Published in Working, 2022

arxiv link
Bayesian Additive Regression Trees (BART) is a popular Bayesian non-parametric regression algorithm. The posterior is a distribution over sums of decision trees, and predictions are made by averaging approximate samples from the posterior. The combination of strong predictive performance and the ability to provide uncertainty measures has led BART to be commonly used in the social sciences, biostatistics, and causal inference. BART uses Markov Chain Monte Carlo (MCMC) to obtain approximate posterior samples over a parameterized space of sums of trees, but it has often been observed that the chains are slow to mix. In this paper, we provide the first lower bound on the mixing time for a simplified version of BART in which we reduce the sum to a single tree and use a subset of the possible moves for the MCMC proposal distribution. Our lower bound for the mixing time grows exponentially with the number of data points. Inspired by this new connection between the mixing time and the number of data points, we perform rigorous simulations on BART. We show qualitatively that BART’s mixing time increases with the number of data points.

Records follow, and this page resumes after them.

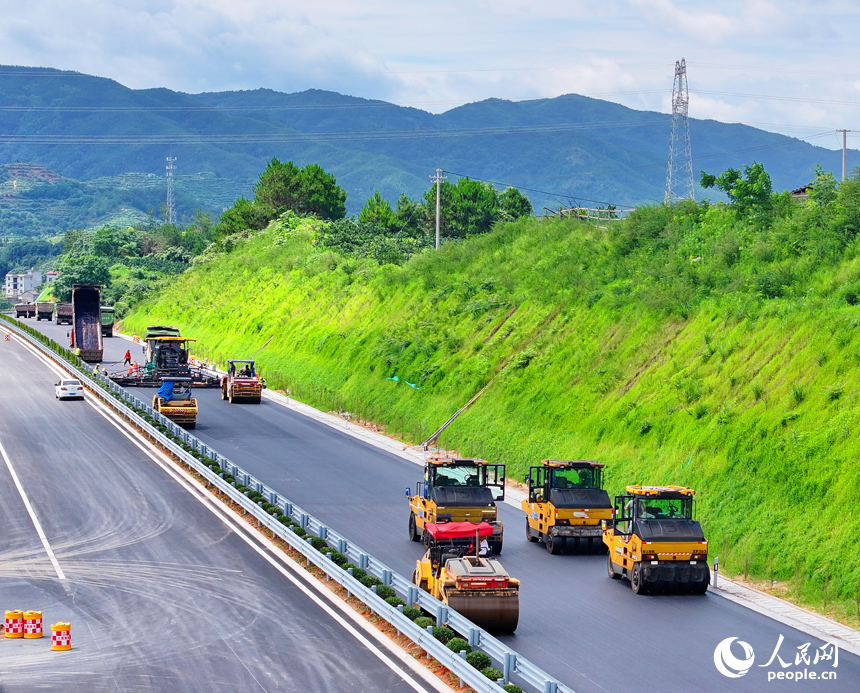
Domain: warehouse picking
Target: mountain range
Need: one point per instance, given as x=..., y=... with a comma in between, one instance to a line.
x=89, y=133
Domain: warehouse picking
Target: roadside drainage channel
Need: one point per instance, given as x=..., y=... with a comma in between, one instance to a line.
x=512, y=664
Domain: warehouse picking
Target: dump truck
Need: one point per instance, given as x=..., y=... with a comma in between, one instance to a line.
x=64, y=313
x=242, y=384
x=107, y=314
x=476, y=586
x=44, y=310
x=566, y=504
x=86, y=321
x=655, y=542
x=457, y=490
x=175, y=401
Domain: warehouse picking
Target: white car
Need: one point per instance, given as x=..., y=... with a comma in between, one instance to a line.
x=69, y=389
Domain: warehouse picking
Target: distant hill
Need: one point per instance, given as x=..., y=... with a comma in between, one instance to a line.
x=91, y=130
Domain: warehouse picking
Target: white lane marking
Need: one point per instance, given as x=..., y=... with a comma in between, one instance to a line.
x=39, y=531
x=215, y=507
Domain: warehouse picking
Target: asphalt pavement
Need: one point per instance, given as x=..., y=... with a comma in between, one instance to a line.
x=161, y=594
x=576, y=623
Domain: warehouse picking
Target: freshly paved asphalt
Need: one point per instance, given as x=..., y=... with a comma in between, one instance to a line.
x=161, y=595
x=577, y=624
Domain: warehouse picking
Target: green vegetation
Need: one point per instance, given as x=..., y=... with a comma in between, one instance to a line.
x=690, y=344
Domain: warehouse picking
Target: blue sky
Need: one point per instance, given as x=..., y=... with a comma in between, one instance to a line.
x=789, y=66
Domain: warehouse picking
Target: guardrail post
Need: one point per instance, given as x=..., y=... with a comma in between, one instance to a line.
x=441, y=615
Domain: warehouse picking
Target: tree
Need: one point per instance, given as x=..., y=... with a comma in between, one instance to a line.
x=308, y=190
x=748, y=191
x=378, y=211
x=513, y=204
x=82, y=269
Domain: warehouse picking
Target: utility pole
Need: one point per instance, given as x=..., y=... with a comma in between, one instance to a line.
x=844, y=153
x=679, y=177
x=171, y=206
x=438, y=178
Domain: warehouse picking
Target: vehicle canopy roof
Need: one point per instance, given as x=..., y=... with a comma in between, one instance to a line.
x=455, y=462
x=661, y=491
x=458, y=530
x=572, y=464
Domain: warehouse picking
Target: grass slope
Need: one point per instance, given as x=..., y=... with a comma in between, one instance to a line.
x=657, y=348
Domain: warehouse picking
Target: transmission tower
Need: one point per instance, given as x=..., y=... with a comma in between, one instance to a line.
x=171, y=206
x=679, y=178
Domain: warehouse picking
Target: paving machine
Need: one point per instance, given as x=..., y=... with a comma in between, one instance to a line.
x=175, y=401
x=476, y=586
x=242, y=384
x=457, y=490
x=655, y=542
x=167, y=355
x=566, y=504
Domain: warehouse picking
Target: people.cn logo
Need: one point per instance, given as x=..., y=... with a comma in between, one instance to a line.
x=729, y=665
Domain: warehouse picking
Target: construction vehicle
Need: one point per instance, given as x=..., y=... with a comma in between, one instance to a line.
x=44, y=310
x=107, y=314
x=242, y=384
x=655, y=542
x=167, y=354
x=457, y=490
x=566, y=504
x=86, y=321
x=64, y=313
x=476, y=586
x=175, y=401
x=25, y=310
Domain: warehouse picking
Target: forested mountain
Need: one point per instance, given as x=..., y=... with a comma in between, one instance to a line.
x=572, y=148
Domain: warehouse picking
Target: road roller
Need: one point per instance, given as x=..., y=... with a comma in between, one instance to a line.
x=477, y=586
x=566, y=504
x=457, y=490
x=655, y=542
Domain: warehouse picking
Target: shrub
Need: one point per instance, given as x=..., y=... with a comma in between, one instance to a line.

The slow mixing time of the simplified BART suggests a large variation between different runs of the simplified BART algorithm and a similar large variation is known for BART in the literature. This large variation could result in a lack of stability in the models, predictions, and posterior intervals obtained from the BART MCMC samples. Our lower bound and simulations suggest increasing the number of chains with the number of data points.

Linear aggregation in tree-based estimators

Published in Journal of Computational and Graphical Statistics 31 (3), 917-934, 2022

arxiv link
Regression trees and their ensemble methods are popular methods for nonparametric regression: they combine strong predictive performance with interpretable estimators. To improve their utility for locally smooth response surfaces, we study regression trees and random forests with linear aggregation functions. We introduce a new algorithm that finds the best axis-aligned split to fit linear aggregation functions on the corresponding nodes, and we offer a quasilinear time implementation. We demonstrate the algorithm’s favorable performance on real-world benchmarks and in an extensive simulation study, and we demonstrate its improved interpretability using a large get-out-the-vote experiment. We provide an open-source software package that implements several tree-based estimators with linear aggregation functions.

Nonparametric identification is not enough, but randomized controlled trials are

Published in Working, 2021

arxiv link
We argue that randomized controlled trials (RCTs) are special even among settings where average treatment effects are identified by a nonparametric unconfoundedness assumption. This claim follows from two results of Robins and Ritov (1997): (1) with at least one continuous covariate control, no estimator of the average treatment effect exists which is uniformly consistent without further assumptions, (2) knowledge of the propensity score yields a uniformly consistent estimator and honest confidence intervals that shrink at parametric rates with increasing sample size, regardless of how complicated the propensity score function is. We emphasize the latter point, and note that successfully-conducted RCTs provide knowledge of the propensity score to the researcher. We discuss modern developments in covariate adjustment for RCTs, noting that statistical models and machine learning methods can be used to improve efficiency while preserving finite sample unbiasedness. We conclude that statistical inference has the potential to be fundamentally more difficult in observational settings than it is in RCTs, even when all confounders are measured.